Что такое? Я вскакиваю от ужаса — Нелли склонилась надо мной и кричит.
— Ты вся в крови!
— Что?
Я ощупываю лицо. Все вроде в порядке.
— Тише, вы всех перебудите!
Пит высунулся из своего спальника. Нелли орет еще громче. А я — вместе с ней. Пит весь в чем-то красном.
— Ты весь в крови!
Пит ощупывает лицо, как и я только что.
— Что?
Он качает головой, вывинчивается из спальника и уходит. Я секунду смотрю ему вслед, потом поднимаюсь и иду в туалет. Мое лицо и вправду все красное. На голове уныло висит пластиковая шапочка, которую нацепила на меня вчера вечером Нелли, прямо на окрашенные волосы. Я осторожно снимаю ее. Краска на волосах затвердела, пара прядей такие жесткие, что, кажется, их можно просто переломить. Я смотрю на красное лицо в зеркале. Потом включаю воду и с трудом засовываю голову под кран.
Секунду спустя раковина уже вся красная — но я уже могу разлепить пряди волос. Я так ожесточенно терла лицо, что, наверное, сошла вся кожа. Но кое-где краска осталась, красная полоска тянется от корней волос через весь лоб и щеку — до рта. Выгляжу так, словно меня неудачно загримировали для Хеллоуина.
Сую голову под сушилку для рук. Теплый воздух успокаивающе приятен. Поэтому плевать, что я вечность сижу тут, пока волосы высохнут. Когда я выползаю из-под сушилки, рядом со мной стоит светловолосая девочка.
На ней шорты, поэтому видны ее длинные и загорелые ноги.
— Привет. — Говорит она моему отражению в зеркале.
— Привет.
Она расчесывает волосы. Точно, она из чирлидеров.
— Ты та самая девочка из Германии, у которой папа оказался вовсе не ее папой?

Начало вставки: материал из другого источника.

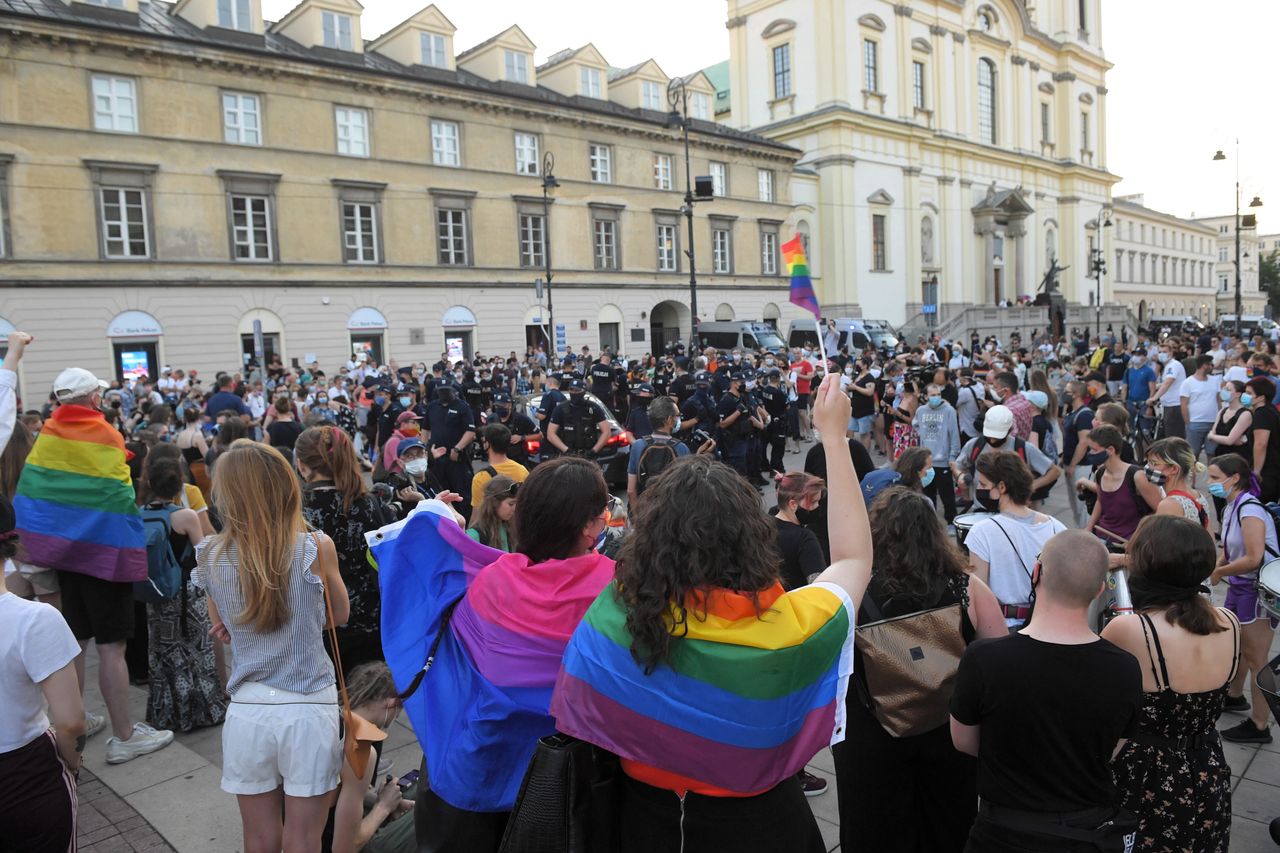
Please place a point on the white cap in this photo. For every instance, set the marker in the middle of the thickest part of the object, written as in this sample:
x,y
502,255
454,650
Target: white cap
x,y
997,423
76,382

Я вижу в зеркале, как мое лицо краснеет и почти сливается с красной полосой.
— Да.
Блондинка опускает расческу и оборачивается ко мне.
— Мне тебя так жалко. Невероятно, чего только не вытворяют с нами наши родители.
Она кладет руку мне на плечо. Мне вдруг хочется ей сказать, что мама и папа никогда бы не сделали мне больно, но я просто киваю.
— Спасибо.
— Береги себя! Все будет хорошо, вот увидишь, — она улыбается.
Я смотрю в зеркало. В отличие от моего лица, волосы почти не окрасились. Они чуть-чуть отливают рыжим, но я такая же светловолосая, как и раньше. Я возвращаюсь.
На наших матах сидят Нелли и Пит. У обоих в руках пластиковые стаканчики.
— Кофе, — Нелли протягивает мне стаканчик. Я отпиваю глоточек.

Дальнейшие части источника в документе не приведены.